A client returns to the acute care unit after abdominal surgery. Which intervention will the nurse perform for the client? 1. Chest physiotherapy 2. Mechanical ventilation 3. Reduce oxygen requirements 4. Use of an incentive spirometer
4. Using an incentive spirometer requires the client to take deep breaths and promote lung expansion. Chest physiotherapy helps mobilize secretions but will not prevent atelectasis.
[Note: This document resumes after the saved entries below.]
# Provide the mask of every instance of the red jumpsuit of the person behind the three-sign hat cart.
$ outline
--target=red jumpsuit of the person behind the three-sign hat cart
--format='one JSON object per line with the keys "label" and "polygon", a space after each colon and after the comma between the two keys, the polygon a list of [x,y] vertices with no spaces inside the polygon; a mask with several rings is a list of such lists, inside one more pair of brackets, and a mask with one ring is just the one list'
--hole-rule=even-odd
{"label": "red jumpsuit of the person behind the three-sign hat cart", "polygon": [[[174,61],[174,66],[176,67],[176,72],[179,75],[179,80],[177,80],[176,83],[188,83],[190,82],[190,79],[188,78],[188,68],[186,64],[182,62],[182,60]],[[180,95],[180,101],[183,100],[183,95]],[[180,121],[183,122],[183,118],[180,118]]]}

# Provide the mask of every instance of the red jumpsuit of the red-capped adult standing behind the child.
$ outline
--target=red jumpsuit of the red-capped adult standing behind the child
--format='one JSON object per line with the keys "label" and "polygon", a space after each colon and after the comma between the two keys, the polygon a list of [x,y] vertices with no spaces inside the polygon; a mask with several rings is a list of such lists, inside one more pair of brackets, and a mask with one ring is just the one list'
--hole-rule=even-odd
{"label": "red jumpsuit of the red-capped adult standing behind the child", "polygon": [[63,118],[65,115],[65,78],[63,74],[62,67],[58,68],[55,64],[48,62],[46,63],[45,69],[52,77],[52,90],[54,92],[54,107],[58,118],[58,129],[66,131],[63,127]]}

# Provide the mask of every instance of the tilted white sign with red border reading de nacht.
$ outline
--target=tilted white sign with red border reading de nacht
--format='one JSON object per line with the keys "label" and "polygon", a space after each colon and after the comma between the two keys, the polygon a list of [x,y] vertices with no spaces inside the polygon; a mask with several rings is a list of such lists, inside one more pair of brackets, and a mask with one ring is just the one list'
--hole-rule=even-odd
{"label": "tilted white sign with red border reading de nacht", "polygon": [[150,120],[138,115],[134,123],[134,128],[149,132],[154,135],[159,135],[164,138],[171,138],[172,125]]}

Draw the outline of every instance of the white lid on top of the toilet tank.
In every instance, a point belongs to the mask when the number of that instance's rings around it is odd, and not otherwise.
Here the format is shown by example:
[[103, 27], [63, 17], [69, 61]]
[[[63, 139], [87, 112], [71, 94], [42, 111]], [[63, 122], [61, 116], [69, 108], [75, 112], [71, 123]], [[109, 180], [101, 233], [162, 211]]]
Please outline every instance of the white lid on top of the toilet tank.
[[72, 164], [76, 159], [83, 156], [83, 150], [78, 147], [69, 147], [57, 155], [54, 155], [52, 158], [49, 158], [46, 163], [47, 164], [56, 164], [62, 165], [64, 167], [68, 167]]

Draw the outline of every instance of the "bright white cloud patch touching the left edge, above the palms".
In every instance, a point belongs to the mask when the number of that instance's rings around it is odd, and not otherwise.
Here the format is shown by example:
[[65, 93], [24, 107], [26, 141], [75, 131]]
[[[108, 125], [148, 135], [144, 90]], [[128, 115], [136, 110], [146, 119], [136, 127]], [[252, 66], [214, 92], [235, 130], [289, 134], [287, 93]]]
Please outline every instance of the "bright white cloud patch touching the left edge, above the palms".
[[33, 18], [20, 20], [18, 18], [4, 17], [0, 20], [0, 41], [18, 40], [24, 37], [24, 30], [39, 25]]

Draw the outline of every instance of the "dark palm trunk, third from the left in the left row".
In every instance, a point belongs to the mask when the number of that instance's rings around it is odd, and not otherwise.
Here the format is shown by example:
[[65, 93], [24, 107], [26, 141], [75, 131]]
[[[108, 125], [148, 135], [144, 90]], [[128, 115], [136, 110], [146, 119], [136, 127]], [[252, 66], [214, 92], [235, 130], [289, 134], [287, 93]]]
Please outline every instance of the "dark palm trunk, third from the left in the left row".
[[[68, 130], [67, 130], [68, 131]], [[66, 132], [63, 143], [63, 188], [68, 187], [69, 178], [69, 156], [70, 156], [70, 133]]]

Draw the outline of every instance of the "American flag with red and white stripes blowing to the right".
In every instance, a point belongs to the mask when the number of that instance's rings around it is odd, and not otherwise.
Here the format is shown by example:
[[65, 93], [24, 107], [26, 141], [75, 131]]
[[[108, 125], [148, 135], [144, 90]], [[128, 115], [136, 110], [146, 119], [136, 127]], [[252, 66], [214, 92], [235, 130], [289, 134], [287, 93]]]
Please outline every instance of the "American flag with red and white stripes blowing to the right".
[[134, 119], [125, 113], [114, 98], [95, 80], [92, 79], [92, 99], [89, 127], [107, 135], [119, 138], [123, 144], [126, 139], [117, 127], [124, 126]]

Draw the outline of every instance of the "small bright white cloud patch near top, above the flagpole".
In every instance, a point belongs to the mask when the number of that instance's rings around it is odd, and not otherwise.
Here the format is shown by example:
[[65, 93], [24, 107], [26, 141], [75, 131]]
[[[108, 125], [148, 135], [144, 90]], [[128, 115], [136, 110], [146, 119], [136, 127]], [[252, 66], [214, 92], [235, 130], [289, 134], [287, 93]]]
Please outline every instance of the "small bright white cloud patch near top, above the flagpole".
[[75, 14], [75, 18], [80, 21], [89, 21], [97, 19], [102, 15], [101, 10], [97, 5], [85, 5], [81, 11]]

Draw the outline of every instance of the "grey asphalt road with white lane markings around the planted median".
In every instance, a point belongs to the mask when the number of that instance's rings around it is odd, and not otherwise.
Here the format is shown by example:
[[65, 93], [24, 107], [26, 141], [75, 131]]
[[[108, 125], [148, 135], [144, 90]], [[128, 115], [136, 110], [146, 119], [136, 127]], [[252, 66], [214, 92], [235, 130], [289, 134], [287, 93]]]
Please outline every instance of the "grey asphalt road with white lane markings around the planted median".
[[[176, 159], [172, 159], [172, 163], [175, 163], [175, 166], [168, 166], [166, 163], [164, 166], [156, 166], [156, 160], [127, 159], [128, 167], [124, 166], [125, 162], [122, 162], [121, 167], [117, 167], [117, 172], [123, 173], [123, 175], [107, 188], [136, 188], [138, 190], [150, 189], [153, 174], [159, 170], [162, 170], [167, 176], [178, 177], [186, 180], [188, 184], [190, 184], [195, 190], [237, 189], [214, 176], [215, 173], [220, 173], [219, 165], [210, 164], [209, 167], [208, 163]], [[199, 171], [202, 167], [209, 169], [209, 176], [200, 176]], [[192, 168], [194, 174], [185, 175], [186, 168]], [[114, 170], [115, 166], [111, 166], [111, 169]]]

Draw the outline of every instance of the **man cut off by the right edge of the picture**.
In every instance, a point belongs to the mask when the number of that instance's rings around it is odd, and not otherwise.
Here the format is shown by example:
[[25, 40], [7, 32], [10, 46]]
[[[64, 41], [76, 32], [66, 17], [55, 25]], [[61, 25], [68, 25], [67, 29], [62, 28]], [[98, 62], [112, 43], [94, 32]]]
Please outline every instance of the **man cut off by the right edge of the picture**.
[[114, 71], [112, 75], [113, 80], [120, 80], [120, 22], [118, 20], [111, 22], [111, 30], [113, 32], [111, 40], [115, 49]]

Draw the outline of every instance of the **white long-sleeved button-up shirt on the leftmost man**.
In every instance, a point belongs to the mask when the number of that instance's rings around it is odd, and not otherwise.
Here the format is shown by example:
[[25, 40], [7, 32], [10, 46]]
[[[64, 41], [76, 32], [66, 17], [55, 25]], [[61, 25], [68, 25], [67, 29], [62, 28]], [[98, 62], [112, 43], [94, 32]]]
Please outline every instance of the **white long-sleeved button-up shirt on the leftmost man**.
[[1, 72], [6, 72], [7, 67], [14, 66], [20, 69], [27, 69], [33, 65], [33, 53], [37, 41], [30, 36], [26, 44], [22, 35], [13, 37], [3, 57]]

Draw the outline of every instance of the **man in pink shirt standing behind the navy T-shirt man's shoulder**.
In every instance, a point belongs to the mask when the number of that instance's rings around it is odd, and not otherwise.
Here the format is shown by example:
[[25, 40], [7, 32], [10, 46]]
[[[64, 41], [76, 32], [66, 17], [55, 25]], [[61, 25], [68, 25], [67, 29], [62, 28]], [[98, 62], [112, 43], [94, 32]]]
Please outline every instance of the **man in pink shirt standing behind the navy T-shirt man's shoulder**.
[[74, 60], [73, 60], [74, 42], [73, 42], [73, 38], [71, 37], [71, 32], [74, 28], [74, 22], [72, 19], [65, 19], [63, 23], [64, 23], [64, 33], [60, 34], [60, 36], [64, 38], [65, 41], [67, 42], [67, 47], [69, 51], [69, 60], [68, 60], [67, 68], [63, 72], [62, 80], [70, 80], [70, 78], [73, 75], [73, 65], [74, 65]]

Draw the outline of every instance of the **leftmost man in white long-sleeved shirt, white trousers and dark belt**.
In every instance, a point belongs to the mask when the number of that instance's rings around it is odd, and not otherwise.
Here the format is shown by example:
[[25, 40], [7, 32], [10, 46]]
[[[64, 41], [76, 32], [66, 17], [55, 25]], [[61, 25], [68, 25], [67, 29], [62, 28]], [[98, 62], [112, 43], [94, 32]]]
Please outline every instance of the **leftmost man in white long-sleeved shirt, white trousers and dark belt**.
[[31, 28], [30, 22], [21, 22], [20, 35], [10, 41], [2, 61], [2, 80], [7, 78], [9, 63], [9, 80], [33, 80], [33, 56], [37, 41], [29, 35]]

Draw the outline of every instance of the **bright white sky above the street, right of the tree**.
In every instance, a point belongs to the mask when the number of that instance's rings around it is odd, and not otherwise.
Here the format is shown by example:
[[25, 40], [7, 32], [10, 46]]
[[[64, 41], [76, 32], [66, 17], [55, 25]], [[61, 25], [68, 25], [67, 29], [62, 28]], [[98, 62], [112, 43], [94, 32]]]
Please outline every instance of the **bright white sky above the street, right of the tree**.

Reducing oxygen requirements or placing someone on mechanical ventilation does not affect the development of atelectasis.
The nurse knows which client is at the highest risk for respiratory failure? 1. A client with breast cancer 2. A client with a cervical sprain 3. A client with a fractured hip 4. A client with Guillain-Barré syndrome
4. Guillain-Barré syndrome is a progressive neuromuscular disorder that can affect the respiratory muscles and cause ascending paralysis and potential for respiratory failure. The other conditions typically do not affect the respiratory system.
The nurse is caring for a client with emphysema. Which finding(s) will the nurse expect to report to the primary healthcare provider immediately? Select all that apply. 1. Increased residual lung capacity 2. Dyspnea and pink color 3. Prolonged expiratory phase 4. Decreased expiratory flow rate 5. Cyanosis
5. The nurse would report cyanosis. Because of the large amount of energy it takes to breathe, clients with emphysema are usually pink, not cyanotic, and they usually breathe through pursed lips. Clients with emphysema usually have an increased residual lung capacity and volume, as well as decreased elastic recoil. They also have a prolonged expiratory phase and decreased expiratory flow rate. They also suffer from dyspnea.